Six Months Salary is Too Much, At First
Although some financial advisers recommend an emergency fund equal to six months of your salary, I think this far too much at the start. Allocating that much money to a low interest savings account often limits the ability to take advantage of tax deferred savings plans like a 401(k) or Individual Retirement Account (IRA) which are a far better use of your money. As a alternative, let your emergency fund grow over time. Start with saving two or three months of your current living expenses, not your salary, as a goal. If this seems daunting, start with automatically saving $50 a week to get started. The key is to take action and by starting your emergency fund and paying into it on a regular basis.
You Will Spend Less
As you implement these first two steps of paying off your home quicker and saving in an emergency fund, expect to find that you begin spending less. This is part of the process of becoming more conscious about where you money goes each month. You can also save by canceling monthly subscriptions, eating out less, spending less on clothes, or finding cheaper entertainment options. If you want additional advice on setting up a budget see Five Steps to a Financial Freedom Budget. Eventually you will pay off your housing, significantly lowering your monthly expenses and allowing your emergency fund to cover many more months of your expenses if you were to ever lose your job. It will also provide you with an ample amount of cash to take advantage of undervalued assets. This takes us to the third step.

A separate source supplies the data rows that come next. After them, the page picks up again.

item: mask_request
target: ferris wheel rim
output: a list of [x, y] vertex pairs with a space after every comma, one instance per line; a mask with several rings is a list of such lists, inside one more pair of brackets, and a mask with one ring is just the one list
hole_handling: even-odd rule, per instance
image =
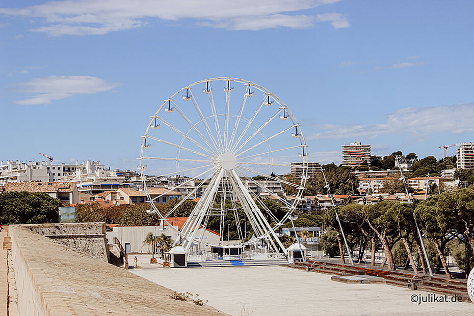
[[[199, 81], [196, 81], [196, 82], [194, 82], [194, 83], [191, 83], [191, 84], [189, 84], [189, 85], [187, 85], [187, 86], [186, 86], [186, 87], [184, 87], [184, 88], [181, 88], [181, 89], [180, 89], [179, 90], [178, 90], [178, 91], [177, 91], [176, 93], [175, 93], [174, 94], [173, 94], [172, 95], [171, 95], [168, 99], [165, 100], [165, 101], [164, 101], [164, 102], [159, 107], [158, 110], [155, 112], [155, 114], [154, 114], [152, 117], [150, 117], [150, 119], [151, 119], [150, 121], [150, 122], [149, 123], [148, 125], [148, 126], [147, 126], [147, 128], [146, 128], [146, 129], [145, 134], [143, 136], [142, 136], [142, 137], [144, 138], [144, 139], [142, 140], [142, 146], [141, 146], [141, 148], [140, 157], [139, 158], [138, 158], [138, 159], [139, 159], [140, 160], [140, 173], [141, 173], [141, 177], [142, 181], [143, 181], [143, 187], [144, 187], [144, 189], [145, 189], [145, 193], [146, 193], [146, 195], [147, 195], [147, 197], [149, 199], [149, 200], [150, 200], [150, 201], [151, 202], [151, 203], [150, 203], [150, 205], [152, 206], [151, 207], [152, 207], [152, 208], [154, 209], [155, 213], [156, 213], [159, 215], [159, 216], [160, 216], [160, 217], [161, 218], [161, 219], [163, 219], [163, 221], [164, 221], [165, 222], [166, 222], [167, 224], [169, 226], [170, 226], [172, 229], [173, 229], [173, 230], [175, 230], [175, 231], [177, 233], [178, 233], [178, 234], [179, 234], [179, 229], [175, 229], [174, 228], [174, 227], [173, 227], [173, 226], [172, 226], [172, 225], [170, 225], [170, 223], [169, 223], [169, 222], [167, 222], [167, 220], [166, 220], [166, 217], [167, 217], [167, 216], [164, 216], [164, 216], [163, 216], [163, 214], [161, 214], [161, 212], [160, 212], [160, 211], [159, 211], [159, 210], [157, 209], [157, 208], [156, 208], [156, 206], [154, 205], [154, 203], [152, 203], [153, 200], [152, 200], [152, 199], [151, 198], [151, 196], [150, 196], [149, 193], [148, 192], [148, 186], [147, 186], [147, 184], [146, 184], [146, 180], [147, 180], [147, 176], [146, 176], [146, 175], [145, 175], [145, 172], [144, 172], [144, 169], [145, 169], [145, 168], [143, 167], [144, 167], [143, 160], [144, 160], [144, 159], [147, 159], [147, 158], [148, 158], [148, 157], [144, 157], [144, 156], [143, 153], [144, 153], [144, 146], [143, 146], [143, 142], [146, 142], [146, 139], [147, 139], [147, 138], [150, 138], [150, 136], [149, 136], [148, 135], [148, 134], [149, 134], [149, 131], [150, 131], [150, 128], [151, 128], [151, 124], [152, 124], [152, 121], [153, 121], [153, 119], [155, 119], [155, 118], [159, 118], [159, 117], [157, 117], [157, 114], [158, 114], [160, 112], [160, 111], [163, 109], [163, 108], [164, 108], [164, 106], [166, 105], [166, 104], [167, 104], [167, 103], [171, 103], [171, 102], [172, 101], [172, 98], [173, 98], [173, 97], [175, 97], [175, 96], [176, 96], [176, 95], [177, 95], [178, 94], [179, 94], [180, 93], [182, 92], [182, 91], [185, 91], [185, 90], [187, 90], [188, 91], [189, 91], [190, 90], [191, 90], [192, 89], [193, 87], [195, 87], [195, 86], [196, 86], [196, 85], [198, 85], [198, 84], [199, 84], [203, 83], [207, 83], [208, 84], [210, 83], [210, 82], [215, 82], [215, 81], [228, 81], [229, 82], [230, 82], [231, 81], [231, 82], [238, 82], [238, 83], [243, 83], [243, 84], [245, 84], [245, 85], [248, 85], [249, 87], [253, 87], [254, 89], [256, 89], [256, 90], [258, 90], [260, 91], [261, 92], [264, 93], [264, 94], [267, 94], [267, 95], [268, 95], [269, 96], [269, 98], [270, 98], [270, 97], [271, 97], [272, 99], [273, 100], [275, 100], [275, 101], [276, 102], [276, 103], [277, 103], [277, 104], [278, 104], [280, 105], [280, 107], [281, 108], [284, 108], [284, 109], [285, 109], [285, 110], [287, 112], [287, 114], [288, 114], [288, 117], [289, 117], [289, 118], [290, 118], [290, 119], [291, 120], [292, 123], [294, 123], [294, 124], [293, 125], [293, 126], [292, 127], [292, 128], [293, 128], [293, 127], [295, 128], [296, 129], [296, 130], [297, 130], [297, 132], [298, 132], [298, 131], [299, 132], [299, 133], [300, 133], [300, 143], [301, 143], [301, 145], [300, 145], [300, 146], [295, 146], [294, 148], [297, 148], [297, 147], [301, 147], [303, 148], [306, 148], [306, 149], [307, 149], [307, 146], [306, 146], [306, 141], [305, 141], [305, 138], [304, 138], [304, 134], [303, 134], [303, 131], [302, 131], [302, 130], [301, 128], [301, 125], [300, 125], [299, 124], [299, 123], [298, 123], [298, 120], [297, 120], [297, 119], [296, 119], [296, 117], [293, 114], [293, 112], [291, 111], [291, 109], [288, 107], [287, 107], [287, 106], [286, 105], [286, 104], [284, 103], [284, 102], [283, 102], [281, 99], [280, 99], [279, 98], [278, 98], [278, 97], [277, 96], [276, 96], [275, 94], [273, 94], [272, 93], [271, 93], [271, 92], [270, 92], [270, 90], [267, 89], [266, 88], [263, 87], [261, 86], [261, 85], [259, 85], [259, 84], [256, 84], [256, 83], [255, 83], [254, 82], [252, 82], [252, 81], [248, 81], [248, 80], [246, 80], [242, 79], [240, 79], [240, 78], [234, 78], [234, 77], [221, 77], [210, 78], [208, 78], [208, 79], [203, 79], [203, 80], [199, 80]], [[250, 89], [249, 89], [249, 91], [250, 91]], [[172, 100], [172, 101], [170, 101], [170, 100]], [[179, 108], [178, 107], [177, 105], [176, 105], [176, 108]], [[230, 114], [230, 113], [226, 113], [225, 114], [225, 115], [227, 116], [227, 115], [228, 115], [228, 114]], [[258, 113], [257, 113], [257, 114], [258, 114]], [[278, 114], [278, 112], [277, 112], [277, 114]], [[221, 113], [219, 113], [219, 114], [216, 114], [216, 115], [217, 115], [217, 116], [222, 116], [222, 115], [224, 115], [224, 114]], [[275, 114], [275, 116], [276, 116], [276, 114]], [[194, 126], [195, 126], [196, 125], [197, 125], [198, 124], [199, 124], [200, 122], [203, 122], [203, 124], [206, 124], [207, 125], [207, 122], [206, 122], [207, 120], [208, 119], [209, 119], [209, 118], [212, 118], [213, 116], [215, 116], [214, 114], [212, 115], [212, 116], [208, 116], [208, 117], [204, 117], [204, 118], [202, 118], [202, 117], [201, 117], [201, 119], [199, 120], [198, 120], [198, 121], [196, 122], [196, 123], [195, 123], [195, 124], [194, 124], [193, 125], [194, 125]], [[241, 118], [241, 119], [242, 119], [242, 118]], [[247, 120], [247, 121], [248, 121], [248, 120], [247, 119], [244, 118], [244, 121], [245, 121], [245, 120]], [[208, 126], [207, 127], [208, 128]], [[190, 127], [190, 129], [191, 129], [191, 128]], [[188, 133], [189, 133], [189, 132], [188, 132]], [[185, 139], [184, 137], [183, 137], [183, 138], [182, 138], [181, 143], [182, 143], [182, 141], [184, 141], [184, 139]], [[241, 140], [242, 140], [242, 139], [241, 139]], [[236, 142], [235, 142], [236, 146], [238, 146], [239, 143], [239, 141]], [[267, 143], [268, 143], [268, 140], [267, 140]], [[240, 147], [239, 147], [239, 148], [237, 149], [237, 150], [236, 150], [236, 152], [238, 152], [239, 150], [240, 150], [240, 149], [241, 149], [244, 146], [245, 146], [245, 145], [246, 145], [246, 143], [243, 143], [243, 145], [242, 145], [242, 143], [241, 143], [241, 146]], [[209, 148], [209, 149], [211, 149]], [[282, 150], [276, 150], [276, 151], [275, 151], [276, 152], [276, 151], [280, 151], [280, 150], [287, 150], [287, 149], [288, 149], [288, 148], [286, 148], [286, 149], [282, 149]], [[177, 152], [178, 152], [178, 153], [180, 152], [180, 151], [181, 151], [181, 148], [178, 148], [178, 149], [177, 149]], [[241, 153], [240, 153], [239, 154], [238, 154], [238, 155], [240, 156], [240, 155], [242, 155], [242, 154], [244, 154], [244, 153], [245, 153], [245, 152], [246, 152], [247, 151], [244, 151], [244, 152], [241, 152]], [[271, 152], [272, 151], [269, 151], [269, 152]], [[304, 150], [303, 150], [303, 153], [304, 153]], [[208, 153], [210, 154], [210, 153]], [[266, 153], [264, 153], [264, 154], [266, 154]], [[259, 155], [259, 154], [257, 154], [257, 155]], [[255, 155], [254, 155], [253, 156], [255, 156]], [[251, 155], [250, 157], [252, 157], [252, 155]], [[249, 157], [243, 157], [243, 158], [241, 158], [241, 159], [246, 159], [246, 158], [249, 158]], [[305, 156], [304, 155], [304, 154], [303, 154], [303, 157], [302, 157], [302, 161], [303, 161], [303, 164], [305, 164], [307, 166], [307, 163], [308, 163], [307, 153], [306, 154], [306, 155]], [[202, 160], [202, 162], [204, 162], [204, 160]], [[178, 164], [178, 160], [176, 160], [176, 162], [177, 164]], [[249, 163], [247, 163], [247, 164], [249, 164]], [[244, 163], [244, 164], [245, 164]], [[210, 164], [206, 165], [210, 166]], [[146, 166], [145, 166], [145, 167], [146, 167]], [[203, 168], [203, 167], [204, 167], [204, 166], [200, 166], [200, 167], [196, 167], [196, 168]], [[236, 166], [235, 168], [236, 168], [236, 169], [239, 170], [239, 172], [240, 172], [240, 173], [242, 173], [242, 172], [243, 172], [243, 170], [247, 170], [247, 171], [248, 171], [249, 170], [252, 170], [251, 169], [250, 169], [250, 168], [245, 168], [245, 167], [244, 167], [244, 168], [243, 168], [243, 167], [242, 167], [241, 166], [239, 166], [239, 167], [236, 167]], [[176, 169], [177, 169], [177, 170], [176, 170], [176, 174], [179, 174], [179, 173], [181, 173], [183, 172], [182, 170], [180, 171], [180, 170], [179, 170], [179, 168], [177, 168]], [[209, 168], [209, 169], [206, 169], [206, 170], [205, 171], [204, 173], [209, 173], [209, 175], [210, 175], [211, 176], [213, 176], [213, 175], [215, 175], [215, 171], [216, 171], [216, 169], [215, 168], [214, 169], [214, 173], [211, 172], [211, 171], [212, 171], [212, 170], [213, 170], [213, 168]], [[307, 172], [307, 170], [306, 170], [306, 172]], [[202, 173], [201, 173], [201, 174], [202, 174]], [[244, 174], [245, 174], [244, 173]], [[264, 177], [270, 177], [270, 176], [268, 176], [268, 175], [265, 175], [265, 176], [264, 176]], [[156, 177], [157, 177], [157, 177], [160, 177], [160, 176], [156, 176]], [[249, 178], [250, 178], [250, 177], [249, 177]], [[287, 210], [287, 211], [286, 212], [286, 213], [285, 213], [285, 216], [284, 216], [283, 218], [280, 221], [279, 221], [279, 222], [276, 222], [276, 224], [274, 225], [274, 228], [273, 228], [274, 231], [274, 230], [276, 230], [278, 227], [280, 227], [282, 225], [283, 225], [283, 224], [284, 224], [284, 223], [285, 222], [286, 222], [286, 221], [287, 220], [288, 216], [291, 216], [291, 215], [292, 215], [292, 214], [293, 213], [293, 212], [295, 211], [295, 210], [296, 209], [298, 203], [299, 203], [299, 200], [301, 199], [301, 196], [302, 196], [302, 194], [303, 194], [303, 191], [302, 191], [302, 190], [304, 189], [304, 187], [305, 187], [305, 184], [306, 184], [306, 178], [307, 178], [306, 174], [305, 174], [305, 175], [303, 176], [303, 177], [302, 178], [302, 179], [301, 179], [301, 181], [300, 185], [299, 185], [299, 186], [297, 186], [297, 185], [296, 185], [296, 184], [295, 185], [295, 187], [297, 187], [297, 188], [298, 188], [298, 191], [297, 191], [297, 193], [296, 194], [295, 194], [295, 198], [294, 199], [293, 203], [292, 204], [291, 204], [291, 206], [288, 206], [288, 205], [287, 204], [287, 207], [286, 207], [286, 208], [287, 208], [287, 209], [288, 210]], [[198, 179], [198, 178], [197, 178], [196, 177], [193, 177], [192, 178], [190, 178], [190, 180], [196, 180], [196, 179]], [[267, 178], [267, 179], [268, 179], [268, 178]], [[278, 181], [280, 181], [280, 183], [281, 183], [281, 179], [278, 179]], [[204, 182], [204, 181], [203, 181], [203, 182]], [[178, 188], [179, 187], [179, 186], [172, 186], [172, 188], [171, 189], [170, 189], [170, 191], [173, 190], [174, 190], [174, 189], [177, 189], [177, 188]], [[169, 215], [169, 214], [167, 214], [166, 215]], [[260, 237], [261, 237], [261, 236], [260, 236]]]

3. Diversified Income Streams
Step three of your financial freedom plan is to build a portfolio of diversified income streams. You are trying to replace your traditional wage income with income from investments that do not require an immediate investment of your time. You want to get the same income each year but not have to show up to a job for 40+ hours per week. These investments may include bonds, stocks, real estate, annuities, or owning part of small businesses. You can initiate this process just like you did with your emergency fund; you begin investing a small amount each week and gradually increase the amount as you cut expenses or increase your income. If you want to know more about building these income streams see 12 Types of Passive Income for Financial Freedom.
Saving 100% of What You Earn
Over time your portfolio will grow to cover all your annual living expenses, which means 100% of your job income can go to savings. Think about how quickly this will help grow your portfolio. Your goal is to create a portfolio large enough to cover all your expenses and generate surplus income to reinvest. Once you reach this goal you may choose to keep working or change jobs to work you enjoy more. By following these three steps you will dramatically increase your financial options, protect yourself in recessions, and reduce money related stress. And best of all you will be in a financial position where you choose to work and no longer need to work.